3) Age the accounts for a while (weeks maybe) while continuing to repeat steps
1 and 2 to create more accounts.

4) Having collected enough seasoned accounts, use them all at once to pile on
fraudulent downloads and nearly-all-five-star reviews to maximize chart
impact.

The result is many fraudulent positive reviews for not just appspam but
popular legitimate apps as well. Many popular free apps end up with many more
reviews that are overwhelmingly positive (a rich-get-richer effect) and have
the trademark brief and too-weird proto-English that characterize fake app
reviews.

It's a strange phenomenon -- try reading a few pages of Angry Birds Free
reviews sometime (preferably morning hours in North America) and you'll see
what I mean.

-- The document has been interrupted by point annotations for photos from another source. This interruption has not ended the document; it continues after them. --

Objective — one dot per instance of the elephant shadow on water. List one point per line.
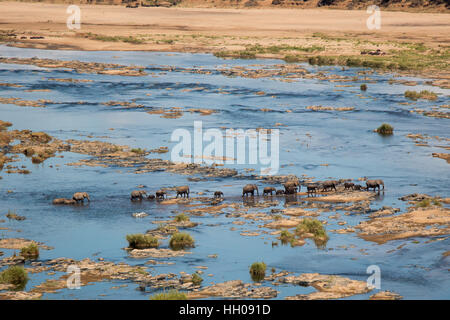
(379, 196)
(250, 201)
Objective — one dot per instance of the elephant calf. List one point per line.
(312, 188)
(160, 194)
(183, 191)
(80, 196)
(291, 185)
(348, 185)
(268, 190)
(250, 189)
(329, 185)
(138, 194)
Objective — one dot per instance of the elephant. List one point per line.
(330, 184)
(380, 182)
(348, 185)
(268, 190)
(160, 194)
(250, 188)
(292, 184)
(183, 191)
(290, 190)
(374, 184)
(312, 188)
(80, 196)
(138, 194)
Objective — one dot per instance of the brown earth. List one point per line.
(339, 32)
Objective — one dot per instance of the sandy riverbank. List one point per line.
(275, 32)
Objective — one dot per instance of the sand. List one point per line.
(49, 20)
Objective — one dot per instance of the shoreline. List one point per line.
(410, 43)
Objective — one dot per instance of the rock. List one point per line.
(234, 289)
(327, 286)
(156, 253)
(423, 222)
(385, 295)
(139, 214)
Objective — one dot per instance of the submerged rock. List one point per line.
(327, 286)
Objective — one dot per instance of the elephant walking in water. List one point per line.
(329, 185)
(374, 184)
(250, 189)
(268, 190)
(160, 194)
(183, 191)
(138, 194)
(80, 196)
(291, 187)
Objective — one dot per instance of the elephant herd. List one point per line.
(290, 187)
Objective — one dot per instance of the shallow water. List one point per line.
(343, 140)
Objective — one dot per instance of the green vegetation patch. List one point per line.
(16, 276)
(181, 240)
(170, 295)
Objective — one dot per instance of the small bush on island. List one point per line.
(142, 241)
(30, 252)
(424, 94)
(258, 271)
(314, 226)
(181, 240)
(182, 217)
(385, 129)
(286, 237)
(16, 276)
(170, 295)
(196, 279)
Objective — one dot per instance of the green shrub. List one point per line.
(428, 202)
(181, 240)
(314, 226)
(30, 252)
(182, 217)
(16, 276)
(14, 216)
(138, 150)
(385, 129)
(171, 295)
(142, 241)
(196, 279)
(258, 271)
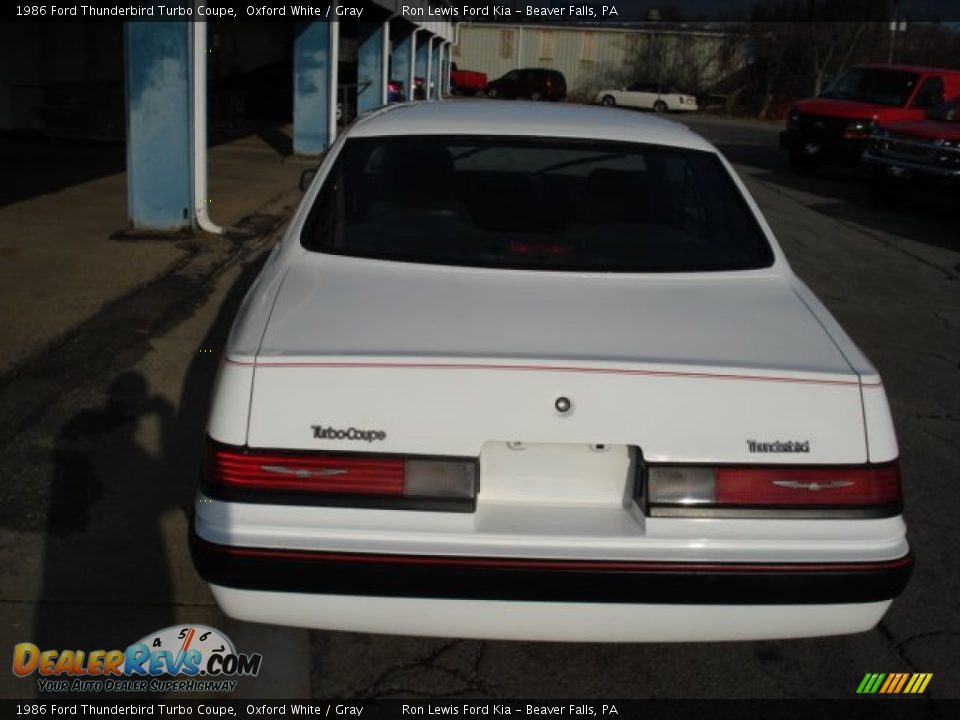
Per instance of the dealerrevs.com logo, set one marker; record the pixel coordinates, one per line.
(181, 658)
(331, 433)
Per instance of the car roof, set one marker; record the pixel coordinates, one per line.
(519, 118)
(922, 69)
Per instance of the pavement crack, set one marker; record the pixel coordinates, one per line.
(919, 353)
(396, 681)
(895, 645)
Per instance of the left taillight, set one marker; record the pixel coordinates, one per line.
(732, 491)
(265, 476)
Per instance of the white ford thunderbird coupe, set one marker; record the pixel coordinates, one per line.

The developers of top free apps are receiving (and benefitting
from) spam reviews they never solicited.

------
Groxx
For those not willing to launch iTunes, the review breakdown is as follows:

    
    
      ★★★★★ [============= ] 354
        ★★★★ [==            ] 26
          ★★★ [=             ] 12
           ★★ [=             ] 10
            ★ [==============] 384
    

And the "most helpful" review (15 of 17 people said it was helpful) looks like
this:

    
    
      Great App ★★★★★
      by Bondfan200
      Great App!! Let's you be more creative with your iPhone.
    

You are probably capable of imagining what the rest of the first-page reviews
are.

\----

Now would probably be a good time to complain about how _horrible_ the App
Store is. There are good things _on_ it, but it's horrendous - finding good
ones is hard, there's no way to demo paid apps (why not?! they control the
whole system, they could enforce rules!), no way to review without paying, and
no way to view _or_ rate "+/- helpful" from the iPod/Phone (don't know about
ipad). That last one in particular seems the greatest oversight for preventing
this kind of thing.

It's almost an _ideal_ system for exploitation. I simply can't comprehend why
it has stood this way for this long. Has Jobs even looked at this thing? I
would think he'd be livid, it's total crap.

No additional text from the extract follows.